Over the years, I often lamented my lost disco days, that is, until our purchase of Sonos speakers brought the boogie back from the dead. Now a lifetime later, every Friday brings me back to the dance floor as DJ Timmy C cues up the tunes. Before the pandemic, Disco Friday had even seeped into the ride to school with my grandchildren. Blasting “It’s Raining Men,” we kicked it up a notch by dangling a disco ball from the sunroof. Molly and Declan took turns pointing a cell-phone powered, multicolored disco light at the orb. I wondered what passing drivers thought as the glare of the sun-struck, mirror ball blinded them. It’s an unexpected thrill to be hit head on with the excitement of a disco-on-wheels, especially for a week-weary driver on a Friday commute.
Now, as the pandemic rages on, the mirror ball sits darkened in the trunk of my car. It’s been ten and a half months since the Mami’s Disco-on-Wheels went the way of the real Studio 54, the Flying Machine, and Faces, all now defunct, but luckily Disco Friday lives on. Now that we are home day and night, the Friday disco kicks in at 9 a.m. and sometimes continues until Tim switches the Sonos to Sunday morning jazz. In those forty-eight hours, the “four-on-the-floor” rhythms of non-stop Candi Staton, Gloria Gaynor, Rick James, and the Trammps fill the house with pulsating beats and catchy lyrics. It’s 1978, a less complicated time, all over again.

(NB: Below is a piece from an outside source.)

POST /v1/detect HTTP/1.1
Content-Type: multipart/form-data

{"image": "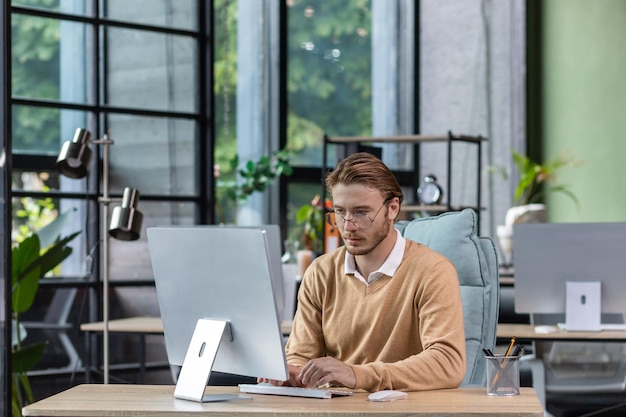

As the months wear on, more than ever, I look forward to being another week closer to the end of our isolation. “Stayin’ alive” and avoiding the virus wear on my nerves but Fridays always energize me. I never expected Disco Friday to be our lifeline in the pandemic. But maybe DJ Timmy C knows best: to get through these tough days, a little BeeGees, and a lot of boogie, might be just what we all need.